The expert concluded that returning to these cost levels represents a psychological shift toward optimism. Continued trading above these levels would reaffirm market participant confidence and could lay the groundwork for the next growth phase. Conversely, a drop below these average prices would indicate weakness and indecisiveness.

At the time of writing, the first cryptocurrency is trading at around $113,900, with a 1.6% decline over the past day.

After the recent market downturn, large funds began aggressively purchasing put options as a hedge against further declines, according to analysts from Deribit.

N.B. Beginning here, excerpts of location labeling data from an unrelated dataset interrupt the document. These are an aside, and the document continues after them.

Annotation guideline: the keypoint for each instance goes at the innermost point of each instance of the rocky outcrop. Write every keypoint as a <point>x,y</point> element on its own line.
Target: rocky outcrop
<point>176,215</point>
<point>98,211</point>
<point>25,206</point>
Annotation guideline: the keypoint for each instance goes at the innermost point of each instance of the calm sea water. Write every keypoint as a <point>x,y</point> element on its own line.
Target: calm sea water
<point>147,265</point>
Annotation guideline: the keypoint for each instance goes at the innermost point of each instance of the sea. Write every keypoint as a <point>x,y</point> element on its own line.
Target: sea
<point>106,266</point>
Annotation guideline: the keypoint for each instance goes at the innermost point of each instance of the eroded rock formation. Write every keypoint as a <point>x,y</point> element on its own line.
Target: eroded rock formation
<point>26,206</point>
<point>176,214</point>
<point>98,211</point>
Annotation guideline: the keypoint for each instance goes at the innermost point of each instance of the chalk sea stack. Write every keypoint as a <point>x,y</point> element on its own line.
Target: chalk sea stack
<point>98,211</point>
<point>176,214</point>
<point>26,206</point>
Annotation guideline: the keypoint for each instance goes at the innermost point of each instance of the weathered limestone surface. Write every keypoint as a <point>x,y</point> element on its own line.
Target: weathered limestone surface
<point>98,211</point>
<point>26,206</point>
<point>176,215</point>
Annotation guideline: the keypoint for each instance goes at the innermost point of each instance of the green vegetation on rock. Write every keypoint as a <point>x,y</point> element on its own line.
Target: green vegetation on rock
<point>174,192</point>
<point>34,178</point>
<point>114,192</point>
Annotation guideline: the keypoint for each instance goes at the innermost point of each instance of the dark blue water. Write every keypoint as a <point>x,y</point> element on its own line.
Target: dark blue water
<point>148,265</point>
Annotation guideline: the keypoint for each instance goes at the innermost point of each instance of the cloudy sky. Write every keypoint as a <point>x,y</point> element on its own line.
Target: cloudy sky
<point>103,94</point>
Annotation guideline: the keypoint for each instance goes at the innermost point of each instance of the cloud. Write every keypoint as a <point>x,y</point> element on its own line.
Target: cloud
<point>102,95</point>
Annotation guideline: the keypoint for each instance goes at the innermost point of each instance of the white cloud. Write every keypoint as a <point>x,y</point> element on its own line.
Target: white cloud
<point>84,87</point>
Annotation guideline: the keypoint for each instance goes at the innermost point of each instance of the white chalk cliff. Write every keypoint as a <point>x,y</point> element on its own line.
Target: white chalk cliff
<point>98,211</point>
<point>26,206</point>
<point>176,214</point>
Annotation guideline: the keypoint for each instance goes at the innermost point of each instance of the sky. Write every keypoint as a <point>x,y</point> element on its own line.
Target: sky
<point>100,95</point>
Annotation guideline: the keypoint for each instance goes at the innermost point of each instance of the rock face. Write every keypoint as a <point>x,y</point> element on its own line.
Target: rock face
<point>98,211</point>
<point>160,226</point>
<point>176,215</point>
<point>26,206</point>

The main strategy involved buying options to protect against a price drop in the $100,000 to $107,000 range. At the same time, one large player, referred to by analysts as the Overwrite Fund, sold contracts anticipating price increases. Early investors trading Bitcoin in the spot market also contributed to the market pressure.

Experts noted an increase in the «volatility skew» indicator, suggesting that demand for put options currently exceeds that for call contracts. This is attributed not only to the purchase of insurance against declines but also to active call option sales by the Overwrite Fund. Market participants are also shifting their bets on future price rises from October to November, targeting higher price points of $114,000 and $120,000.

Overall, the picture appears as follows: funds are acting to prevent price growth above $110,000 to $120,000 while simultaneously hedging against falls below $100,000 to $110,000.

Analysts also recorded a significant exit of investors from positions aimed at Bitcoin reaching $150,000 by December.

However, some optimists remain in the market: several funds took advantage of the situation to purchase November contracts that would yield profits if the price rises to $125,000 to $135,000.

Analysts believe that market volatility is gradually decreasing, but demand for protective instruments remains high. Concerns arise from sales by major Bitcoin holders and low liquidity in the altcoin market. On the other hand, the transparency of exchanges allows large funds to buy the dips below the $106,000 to $107,000 levels.

It’s noteworthy that in October, Kendrick predicted Bitcoin would crash below $100,000.